Dempsey Lecture and Conference Feb. 10-11 Open to the Public
The general public is invited to attend the 2005 Dempsey Environmental Lecture and Conference at Willamette University Feb. 10-11. These free events are made possible by the Dempsey Foundation and are coordinated by the University's Public Policy Research Center.
Terry Tempest Williams, environmentalist and award-winning author, will present the Dempsey Environmental Lecture Thursday, Feb. 10, at 8 p.m. in Hudson Hall in the Mary Stuart Rogers Music Center at Willamette.
Williams is perhaps best known for her book, Refuge: An Unnatural History of Family and Place, now regarded as a classic in American nature writing. In it she chronicles the epic rise of Great Salt Lake and the flooding of the Bear River Migratory Bird Refuge in 1983, alongside her mother's diagnosis with ovarian cancer, believed to be caused by radioactive fallout from the nuclear tests in the Nevada desert in the '50s and '60s.
Her work has been widely anthologized, having also appeared in The New Yorker, The Nation, Orion, Outside, Audubon, among other national and international publications. She is the recipient of a Lannan Literary Fellowship in creative nonfiction, as well as a Guggenheim Fellowship, and a Lila Wallace-Readers Digest Community Grant.
The Dempsey Environmental Conference, "Is Nature Calling? New Perspectives on Living with and Working for Nature," is Friday, Feb. 11, from 9:30 a.m. to 3:30 p.m. in Cat Cavern, 2nd Floor, Putnam University Center, also at the University. The conference is free, but registration is required.

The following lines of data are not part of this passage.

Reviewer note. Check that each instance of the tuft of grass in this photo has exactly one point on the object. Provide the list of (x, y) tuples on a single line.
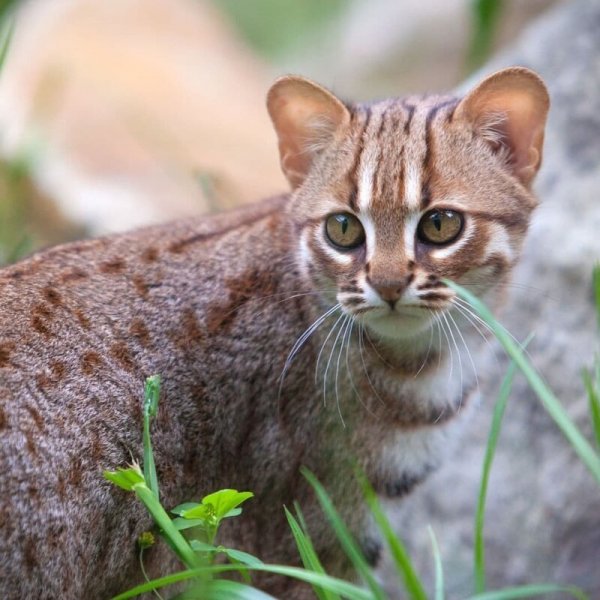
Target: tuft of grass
[(550, 402)]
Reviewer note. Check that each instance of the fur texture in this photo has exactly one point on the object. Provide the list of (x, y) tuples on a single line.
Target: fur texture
[(277, 347)]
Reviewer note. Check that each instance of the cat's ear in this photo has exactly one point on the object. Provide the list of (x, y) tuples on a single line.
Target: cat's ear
[(306, 118), (509, 108)]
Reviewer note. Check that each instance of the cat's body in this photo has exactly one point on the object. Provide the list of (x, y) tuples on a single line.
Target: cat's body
[(216, 306)]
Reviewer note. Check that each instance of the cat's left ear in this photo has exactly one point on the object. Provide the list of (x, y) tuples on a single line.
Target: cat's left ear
[(306, 118), (509, 108)]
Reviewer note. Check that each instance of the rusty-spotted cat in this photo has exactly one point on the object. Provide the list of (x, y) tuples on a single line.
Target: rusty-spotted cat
[(310, 329)]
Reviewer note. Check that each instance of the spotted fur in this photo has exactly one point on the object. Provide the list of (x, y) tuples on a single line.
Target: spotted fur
[(276, 348)]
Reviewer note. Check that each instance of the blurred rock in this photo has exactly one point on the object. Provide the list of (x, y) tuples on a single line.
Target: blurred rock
[(135, 111), (543, 514)]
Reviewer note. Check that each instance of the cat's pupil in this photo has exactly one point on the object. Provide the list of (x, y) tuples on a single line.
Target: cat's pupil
[(344, 223)]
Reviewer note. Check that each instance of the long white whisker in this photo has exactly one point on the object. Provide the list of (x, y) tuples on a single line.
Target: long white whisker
[(333, 347), (453, 321), (323, 346), (302, 340), (362, 358), (345, 328), (458, 356)]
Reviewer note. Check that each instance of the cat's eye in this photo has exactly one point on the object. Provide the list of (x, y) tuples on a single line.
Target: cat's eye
[(440, 226), (344, 231)]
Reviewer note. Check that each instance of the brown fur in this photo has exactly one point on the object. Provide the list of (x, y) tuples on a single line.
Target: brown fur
[(215, 306)]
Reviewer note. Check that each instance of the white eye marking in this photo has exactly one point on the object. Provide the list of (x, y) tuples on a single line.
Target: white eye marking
[(339, 257), (410, 233), (412, 188), (365, 186), (370, 236), (446, 251)]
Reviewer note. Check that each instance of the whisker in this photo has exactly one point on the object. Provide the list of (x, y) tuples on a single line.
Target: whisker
[(333, 347), (362, 357), (302, 340)]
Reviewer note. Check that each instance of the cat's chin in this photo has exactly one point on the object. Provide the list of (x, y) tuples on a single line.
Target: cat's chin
[(405, 325)]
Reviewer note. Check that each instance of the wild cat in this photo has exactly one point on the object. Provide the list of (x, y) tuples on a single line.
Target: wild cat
[(310, 329)]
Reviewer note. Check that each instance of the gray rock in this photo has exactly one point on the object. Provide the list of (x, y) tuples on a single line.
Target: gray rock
[(543, 515)]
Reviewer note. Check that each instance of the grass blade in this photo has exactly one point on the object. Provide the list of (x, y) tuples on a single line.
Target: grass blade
[(151, 396), (490, 450), (530, 591), (596, 287), (593, 393), (346, 540), (338, 586), (400, 556), (550, 402), (439, 570), (309, 557)]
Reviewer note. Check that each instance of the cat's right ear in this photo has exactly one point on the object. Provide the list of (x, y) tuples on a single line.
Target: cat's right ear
[(306, 118)]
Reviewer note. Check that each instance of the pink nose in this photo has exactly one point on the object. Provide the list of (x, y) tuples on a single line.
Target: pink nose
[(390, 293)]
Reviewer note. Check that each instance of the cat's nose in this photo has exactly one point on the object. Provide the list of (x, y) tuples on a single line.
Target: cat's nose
[(390, 293)]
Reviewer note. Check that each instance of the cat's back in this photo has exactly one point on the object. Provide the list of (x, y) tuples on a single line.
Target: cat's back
[(81, 326)]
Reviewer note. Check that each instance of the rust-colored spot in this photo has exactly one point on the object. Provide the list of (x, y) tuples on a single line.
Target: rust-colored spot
[(29, 553), (52, 296), (42, 380), (58, 369), (5, 353), (38, 324), (121, 354), (150, 254), (35, 415), (139, 331), (30, 443), (220, 317), (61, 486), (113, 266), (82, 318), (141, 287), (90, 361), (74, 475), (75, 274), (96, 448)]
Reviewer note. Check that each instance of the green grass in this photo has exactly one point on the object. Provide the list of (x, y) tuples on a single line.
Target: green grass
[(201, 520)]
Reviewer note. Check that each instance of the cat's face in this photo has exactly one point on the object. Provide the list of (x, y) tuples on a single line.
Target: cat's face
[(402, 193)]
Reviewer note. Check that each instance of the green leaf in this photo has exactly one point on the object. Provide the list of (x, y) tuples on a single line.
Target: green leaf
[(199, 546), (593, 393), (242, 557), (530, 591), (151, 396), (225, 500), (402, 561), (339, 586), (126, 478), (550, 402), (181, 508), (308, 555), (479, 546), (202, 512), (181, 523), (596, 286), (346, 540), (439, 570)]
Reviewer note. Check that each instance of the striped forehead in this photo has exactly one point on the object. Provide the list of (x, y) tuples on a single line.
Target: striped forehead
[(394, 155)]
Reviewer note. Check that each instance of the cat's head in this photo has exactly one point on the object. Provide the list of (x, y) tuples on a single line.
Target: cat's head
[(392, 196)]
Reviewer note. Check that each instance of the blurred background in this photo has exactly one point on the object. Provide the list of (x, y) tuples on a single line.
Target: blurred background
[(120, 113)]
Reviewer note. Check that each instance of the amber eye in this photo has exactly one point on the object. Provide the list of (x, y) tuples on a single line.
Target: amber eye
[(440, 226), (344, 231)]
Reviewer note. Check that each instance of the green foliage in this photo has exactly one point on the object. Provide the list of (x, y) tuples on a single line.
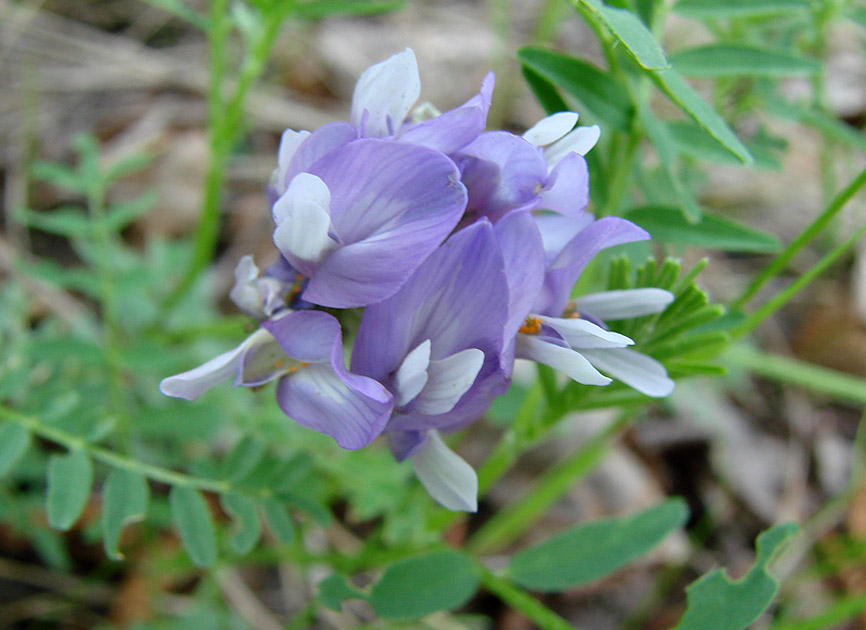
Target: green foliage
[(83, 375), (722, 9), (248, 527), (628, 29), (14, 442), (715, 602), (724, 60), (598, 94), (124, 500), (591, 551), (192, 515), (421, 585), (711, 232), (334, 589), (69, 479)]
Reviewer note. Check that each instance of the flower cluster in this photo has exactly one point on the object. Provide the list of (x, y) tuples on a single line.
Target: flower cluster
[(461, 246)]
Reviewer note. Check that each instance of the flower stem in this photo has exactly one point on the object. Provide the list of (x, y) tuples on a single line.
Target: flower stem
[(509, 524), (538, 613), (805, 237), (115, 460), (226, 125), (783, 297)]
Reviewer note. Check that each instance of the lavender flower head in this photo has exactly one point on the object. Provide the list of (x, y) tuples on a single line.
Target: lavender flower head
[(461, 246)]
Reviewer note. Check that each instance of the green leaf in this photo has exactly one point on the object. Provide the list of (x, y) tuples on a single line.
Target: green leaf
[(323, 8), (715, 602), (68, 221), (334, 589), (545, 92), (738, 8), (439, 580), (597, 92), (243, 458), (712, 231), (279, 522), (591, 551), (14, 442), (634, 35), (58, 175), (248, 527), (181, 10), (121, 215), (705, 116), (125, 166), (69, 479), (725, 60), (124, 500), (190, 512), (693, 141), (664, 144)]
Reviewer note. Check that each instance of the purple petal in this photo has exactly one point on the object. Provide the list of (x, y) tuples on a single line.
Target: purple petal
[(392, 204), (352, 411), (307, 336), (323, 396), (523, 253), (456, 128), (502, 172), (457, 299), (404, 444), (322, 141), (563, 272), (567, 189)]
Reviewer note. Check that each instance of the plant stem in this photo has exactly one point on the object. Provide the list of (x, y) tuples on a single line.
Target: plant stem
[(781, 261), (538, 613), (787, 370), (512, 521), (783, 297), (108, 304), (116, 460), (226, 125)]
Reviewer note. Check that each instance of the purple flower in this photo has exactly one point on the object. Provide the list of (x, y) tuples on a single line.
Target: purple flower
[(437, 345), (382, 108), (362, 218), (542, 170), (303, 352), (559, 333)]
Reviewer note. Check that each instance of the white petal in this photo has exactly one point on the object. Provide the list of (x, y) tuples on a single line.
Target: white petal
[(581, 140), (304, 189), (552, 128), (289, 143), (569, 362), (636, 370), (194, 383), (411, 376), (303, 222), (450, 378), (448, 479), (262, 362), (387, 92), (245, 293), (625, 303), (580, 334)]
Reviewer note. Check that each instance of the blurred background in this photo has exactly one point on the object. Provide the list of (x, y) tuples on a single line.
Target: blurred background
[(746, 450)]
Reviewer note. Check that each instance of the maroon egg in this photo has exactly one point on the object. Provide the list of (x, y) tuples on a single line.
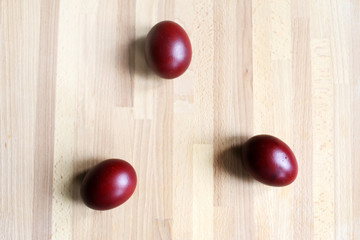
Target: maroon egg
[(168, 49), (108, 184), (269, 160)]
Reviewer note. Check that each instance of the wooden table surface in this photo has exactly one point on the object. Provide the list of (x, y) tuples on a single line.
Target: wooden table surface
[(74, 90)]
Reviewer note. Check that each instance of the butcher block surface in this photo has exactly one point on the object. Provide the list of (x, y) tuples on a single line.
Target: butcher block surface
[(75, 90)]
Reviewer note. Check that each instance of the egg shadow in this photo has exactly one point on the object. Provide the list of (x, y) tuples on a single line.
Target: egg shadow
[(80, 170), (137, 62), (230, 160)]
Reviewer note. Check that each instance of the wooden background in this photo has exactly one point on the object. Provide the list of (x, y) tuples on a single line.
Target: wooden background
[(74, 90)]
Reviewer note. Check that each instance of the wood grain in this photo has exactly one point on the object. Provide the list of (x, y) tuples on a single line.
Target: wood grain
[(75, 90)]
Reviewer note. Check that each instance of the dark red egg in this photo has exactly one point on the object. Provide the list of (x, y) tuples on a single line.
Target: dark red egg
[(168, 49), (269, 160), (108, 184)]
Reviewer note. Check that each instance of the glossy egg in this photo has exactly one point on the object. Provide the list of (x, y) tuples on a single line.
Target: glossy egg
[(108, 184), (168, 49), (269, 160)]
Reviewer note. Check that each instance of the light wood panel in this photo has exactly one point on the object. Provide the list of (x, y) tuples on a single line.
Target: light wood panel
[(75, 89)]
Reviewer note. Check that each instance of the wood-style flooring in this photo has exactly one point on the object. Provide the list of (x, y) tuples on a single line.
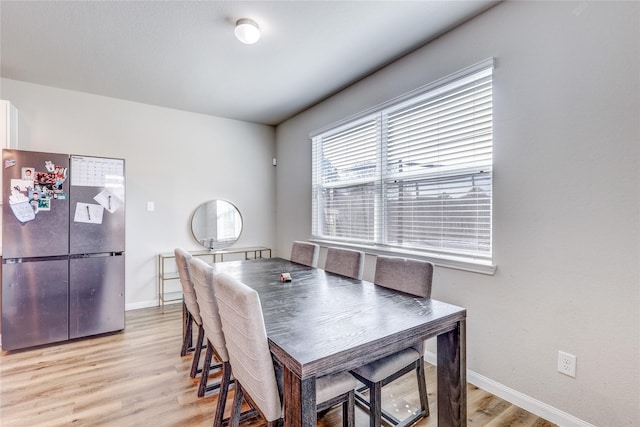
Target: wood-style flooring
[(137, 378)]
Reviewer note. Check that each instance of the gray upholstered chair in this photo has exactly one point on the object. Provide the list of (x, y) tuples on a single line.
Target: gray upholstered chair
[(345, 262), (305, 253), (192, 311), (203, 278), (412, 277), (253, 367)]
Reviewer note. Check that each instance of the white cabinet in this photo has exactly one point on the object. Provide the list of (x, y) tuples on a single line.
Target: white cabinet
[(8, 125)]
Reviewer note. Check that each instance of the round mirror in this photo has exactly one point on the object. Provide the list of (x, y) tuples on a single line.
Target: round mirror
[(216, 224)]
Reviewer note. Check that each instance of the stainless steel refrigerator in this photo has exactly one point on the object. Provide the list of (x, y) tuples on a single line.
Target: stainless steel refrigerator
[(63, 257)]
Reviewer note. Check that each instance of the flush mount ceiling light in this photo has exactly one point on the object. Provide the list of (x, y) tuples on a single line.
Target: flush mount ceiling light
[(247, 31)]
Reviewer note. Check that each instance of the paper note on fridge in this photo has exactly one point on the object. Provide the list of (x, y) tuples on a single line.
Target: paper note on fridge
[(88, 213), (23, 211), (108, 200)]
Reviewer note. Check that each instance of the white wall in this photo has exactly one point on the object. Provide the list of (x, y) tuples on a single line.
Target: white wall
[(566, 198), (173, 158)]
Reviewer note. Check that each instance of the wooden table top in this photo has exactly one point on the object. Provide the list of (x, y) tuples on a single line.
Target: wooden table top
[(320, 323)]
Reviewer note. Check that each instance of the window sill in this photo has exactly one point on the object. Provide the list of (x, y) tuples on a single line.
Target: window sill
[(457, 263)]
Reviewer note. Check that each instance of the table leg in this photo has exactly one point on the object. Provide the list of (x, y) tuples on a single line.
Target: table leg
[(299, 400), (452, 377)]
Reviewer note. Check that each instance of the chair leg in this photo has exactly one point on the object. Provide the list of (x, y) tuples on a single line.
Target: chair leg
[(375, 404), (237, 406), (196, 353), (422, 387), (202, 388), (222, 397), (348, 410), (187, 340)]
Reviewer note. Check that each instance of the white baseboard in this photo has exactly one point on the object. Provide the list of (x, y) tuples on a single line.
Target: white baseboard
[(521, 400), (147, 304)]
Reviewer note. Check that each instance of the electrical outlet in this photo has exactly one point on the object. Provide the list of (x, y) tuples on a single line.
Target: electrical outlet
[(567, 364)]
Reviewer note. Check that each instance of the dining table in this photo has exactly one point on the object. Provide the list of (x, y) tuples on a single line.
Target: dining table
[(321, 323)]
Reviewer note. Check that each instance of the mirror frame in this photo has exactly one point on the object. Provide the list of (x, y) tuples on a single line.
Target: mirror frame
[(213, 246)]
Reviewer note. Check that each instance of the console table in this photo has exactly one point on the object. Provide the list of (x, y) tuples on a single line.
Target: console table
[(167, 269)]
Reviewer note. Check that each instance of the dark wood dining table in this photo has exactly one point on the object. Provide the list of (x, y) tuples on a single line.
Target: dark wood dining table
[(322, 323)]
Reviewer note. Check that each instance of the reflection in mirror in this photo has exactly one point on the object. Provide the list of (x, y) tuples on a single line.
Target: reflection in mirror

To register on line, please go to http://www.willamette.edu/publicpolicy/environment05. For more information, please contact firstname.lastname@example.org or call 503-370-6060.
Featured conference panelists include: Ed Begley Jr., actor and activist; Robin Morris Collin, Willamette University professor of law; Dave Foreman, founder, The Rewilding Institute; Dale Jamieson, professor of environmental studies and philosophy, New York University; Jane Lubchenco, Distinguished Professor of Zoology, Oregon State University; Carolyn Merchant, professor of environmental history, philosophy and ethics, University of California-Berkeley; Andrew Revkin, science reporter, The New York Times; Terry Tempest Williams, author and environmentalist, and Elizabeth Woody, program specialist, Ecotrust.
This conference will explore connections between the professional lives and broader motivations, meanings, and implications for individuals working for the environment. The conference will provide conference participants an opportunity to learn what panelists do and, most importantly, why they do it.
"Many of the featured panelists have risked their lives, their professional reputations, or both, in their dedication to improving our relationship with nature and with each other," said Laura Leete, director of the Public Policy Research Center at Willamette. Their stories of commitment and transformation serve as cogent reminders of the personal sacrifice behind collective change."